The Basic Theatre Review London
It's time for my review of Honey.
This week I had the pleasure of making my first visit to 'The Cockpit' in Marylebone to see the enchanting tale of Honey, written and directed by Tiffany Hosking.
A patchwork of life in the Welsh mountains, Honey is an intimate story that intricately weaves together the lives of a boy with autism who loves to dance, his mother and her tattoo-artist sister, and those that want to love them. I found the storyline of Honey to be exceedingly engaging. For 2 hours, from beginning to end, I was engrossed within the play. Hosking's writing is utterly gripping. The dynamics and changing relationships between the four characters makes for fascinating viewing. All four characters have subtle progressions at the play goes on, which was particularly interesting to observe. The story felt very true to life, and it seemed as if these characters could have easily been real people. Additionally, I was rather impressed with the way in which the play tackles the subject of autism. Its portrayal of a 22 year old suffering with severe autism was particularly moving, and the dedication shown by his family was inspiring.
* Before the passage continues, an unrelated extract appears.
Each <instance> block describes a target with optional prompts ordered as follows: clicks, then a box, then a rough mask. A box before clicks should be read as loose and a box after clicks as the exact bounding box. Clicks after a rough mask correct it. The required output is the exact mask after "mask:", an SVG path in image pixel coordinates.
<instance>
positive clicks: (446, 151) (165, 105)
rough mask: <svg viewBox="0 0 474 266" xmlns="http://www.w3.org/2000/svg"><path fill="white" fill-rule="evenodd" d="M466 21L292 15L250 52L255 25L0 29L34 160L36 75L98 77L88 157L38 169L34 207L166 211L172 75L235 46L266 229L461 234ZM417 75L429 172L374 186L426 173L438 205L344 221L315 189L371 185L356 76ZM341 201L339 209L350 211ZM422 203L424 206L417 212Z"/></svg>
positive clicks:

As Anwen, the devoted Mother of Caron, Vey Straker gives a heartwarming portrayal. The character makes multiple sacrifices for her autistic son and is extremely dedicated to him, which I felt Straker perfectly encaptured in her performance. Additionally, she had an exceptional Welsh accent that didn't falter whatsoever throughout the course of the play. Callan Durrant, in the role of autistic son Caron, only speaks once throughout the duration of the play, however despite this Durrant creates an outstanding characterisation. His soliloquy which provides Caron with a voice to present his views on living life with autism was rather powerful. Portraying Caron's aunt, Celandine, is Jemma Lewis. Lewis has also created a wonderful characterisation for Celandine, the caring sister and aunt who is willing to give her all to help those around her. The warmth and kind-heartededness of Celandine is wonderfully performed. I felt that the scenes where Lewis truly shined was when Celandine would dance with her nephew. Choosing to dance like a bee with her nephew, real and heartwarming humanity was shown. I found that those particular scenes provided examples that you do not need to have dialogue to show connection, humanity and compassion. Jenni Lea Jones, as half-sister Armes, is also outstanding. Throughout the play, Jones makes it easy for the audience to have sympathy for her character, excellently showing her pain and struggles during her soliloquy's.
The lighting, which has been designed by Ben Hughes, is superlative and highly effective. I particularly liked the use of the spotlights, as well as the glowing honey pots which are used during moments of darkness.
The featured star of Honey is, drum roll please... JEMMA LEWIS!
Lewis's characterisation and portrayal of Celandine is excellent. The sequences in which the character of Celandine dances with her autistic nephew are charming and real signs of humanity are clearly shown. Jemma Lewis was utterly faultless!